Le football à l’épreuve de la philosophie
Passion et raison sont-elles compatibles ? Le foot suscite-t-il des questions d’une profondeur terrifiante ? Bien sûr que oui.
Pour les supporters italiens, vivre la Coupe du Monde alors que leur équipe nationale ne participe pas à la compétition relève du défi. Entre les moqueries répétées, les questions existentielles liées à l’avenir de leur sélection et une lourde peine à s’intéresser au plus grand événement de leur sport favori, ce qui était du domaine de la passion s’est transformé en royaume du doute et de la morosité.
Plusieurs attitudes sont adoptables : le boycott pur et simple du mondial (« quel mondial ? »), le suivi passif et fainéant, histoire de dire qu’on n’a quand même pas complètement lâché et en donnant rendez-vous à l’Euro 2020 (« si on se qualifie »), ou encore l’engouement quoiqu’il arrive (« j’ai une grand-mère mexicaine » ou « je suis pour le beau jeu » et dernière solution : « je veux voir une petite équipe aller au bout »).
Une gamme de fines émotions
Derrière ces multiples postures, un rapport différent au supporteurisme et au sport. Frustration, patience, ferveur, joie, nostalgie, énervement… Aucun d’entre nous n’a le même niveau de sensibilité quant il s’agit de football. Parce que là où les observateurs extérieurs, et souvent condescendants, voient une adoration idiote et uniforme, toute une gamme de fines émotions se joue et évolue en permanence.

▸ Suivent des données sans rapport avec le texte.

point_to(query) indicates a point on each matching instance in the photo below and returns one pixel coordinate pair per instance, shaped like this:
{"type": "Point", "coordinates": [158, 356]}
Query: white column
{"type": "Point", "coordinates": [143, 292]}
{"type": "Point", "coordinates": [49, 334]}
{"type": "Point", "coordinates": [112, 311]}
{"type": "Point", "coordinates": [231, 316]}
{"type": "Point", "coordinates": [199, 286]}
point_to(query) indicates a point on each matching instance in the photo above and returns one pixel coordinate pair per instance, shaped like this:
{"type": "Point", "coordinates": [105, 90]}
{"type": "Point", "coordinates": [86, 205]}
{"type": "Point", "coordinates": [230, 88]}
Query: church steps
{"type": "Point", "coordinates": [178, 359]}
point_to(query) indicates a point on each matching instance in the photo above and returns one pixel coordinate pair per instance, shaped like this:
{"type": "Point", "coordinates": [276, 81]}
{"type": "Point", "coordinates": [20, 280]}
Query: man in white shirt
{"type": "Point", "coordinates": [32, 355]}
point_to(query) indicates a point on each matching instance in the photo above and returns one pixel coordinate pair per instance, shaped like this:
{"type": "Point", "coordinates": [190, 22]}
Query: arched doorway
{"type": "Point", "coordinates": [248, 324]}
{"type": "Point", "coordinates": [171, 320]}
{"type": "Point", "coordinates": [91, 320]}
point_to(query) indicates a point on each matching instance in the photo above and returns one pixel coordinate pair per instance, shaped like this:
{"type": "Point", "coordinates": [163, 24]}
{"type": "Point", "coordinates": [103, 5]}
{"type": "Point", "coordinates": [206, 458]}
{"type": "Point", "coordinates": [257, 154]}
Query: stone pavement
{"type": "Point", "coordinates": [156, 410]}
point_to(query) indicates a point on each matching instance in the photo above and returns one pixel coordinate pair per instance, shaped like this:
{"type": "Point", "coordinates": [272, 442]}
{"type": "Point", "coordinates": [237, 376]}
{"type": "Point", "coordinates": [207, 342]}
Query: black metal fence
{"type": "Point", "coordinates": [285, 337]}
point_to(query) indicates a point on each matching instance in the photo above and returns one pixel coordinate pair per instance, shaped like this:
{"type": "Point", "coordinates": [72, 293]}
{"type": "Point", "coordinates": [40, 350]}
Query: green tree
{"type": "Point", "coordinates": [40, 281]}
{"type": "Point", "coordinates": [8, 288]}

Le seul point commun qui réunit la plupart des fans de football, c’est que cet amour renvoie à quelque chose de l’enfance. Mais dès la première perception de ce sport, dès sa rencontre initiale, les trajectoires diffèrent. Qui aura un premier souvenir émerveillé ou rempli de déception, voire de honte, n’aura pas le même rapport à ce sport.
Liens plus ou moins abstraits
Football serait donc affaire de philosophie ? Parfois sans le savoir, le supporter est confronté, dans sa passion, à des grandes thématiques de cette discipline. C’est d’ailleurs le thème de l’ouvrage de Bernard Chambaz, Petite philosophie du ballon rond. L’écrivain y revient sur ses premiers émois footballistiques et les différentes notions de philosophie qui émaillent la vie de l’amoureux du football.
Entre raisonnements sérieux sur la question « Pourquoi court-on après un ballon ? » et des liens parfois plus légers ou poétiques entre Montaigne et émotion vécue au stade, les notions de « morale », de « faute », de « passion », de « désir », d' »universalité » ou encore d' »espoir » se succèdent. Si certaines questions paraissent abstraites, d’autres viennent plus souvent à l’esprit du supporter : « Pourquoi est-ce que je supporte mon équipe ? », « Jusqu’où doit aller cet engagement ? », « Pour quelles raisons le football me procure-t-il autant d’émotions ? ».
Football et religion, aussi ?
Aucune raison, donc, de ne pas voir une association possible entre ces deux disciplines très techniques que sont le ballon rond et la philosophie. D’ailleurs, le football peut être analysé à travers tout un tas de grilles de lecture : Psychologie, Sociologie, Histoire… Et pour ceux qui aiment à s’en moquer gentiment, comparant ce sport dit populaire à l’opium du peuple, poussons jusqu’à un rapprochement avec le domaine de la théologie.
Le football est un sport où l’adoration et les idoles sont omniprésentes. Des légendes se créent, des Dieux naissent. Alors que ceux des grandes religions ne faiblissent jamais et sont promis au règne éternel, les nôtres vieillissent, et finissent par mourir. Voilà, pour les supporters, une façon bien moins optimiste et joyeuse d’envisager la vie et la mort que les textes sacrés. Et en même temps, bien plus intense.
Terminons par une note d’espoir, que personne de sérieux et au fait du jour ne pourra contester. En à peine plus d’un siècle d’existence, le football aura vu s’accomplir bien plus de miracles vérifiés que toutes les religions réunies depuis des millénaires. Mais au fait, qu’est-ce qu’un miracle en football ? Vous avez 4 heures.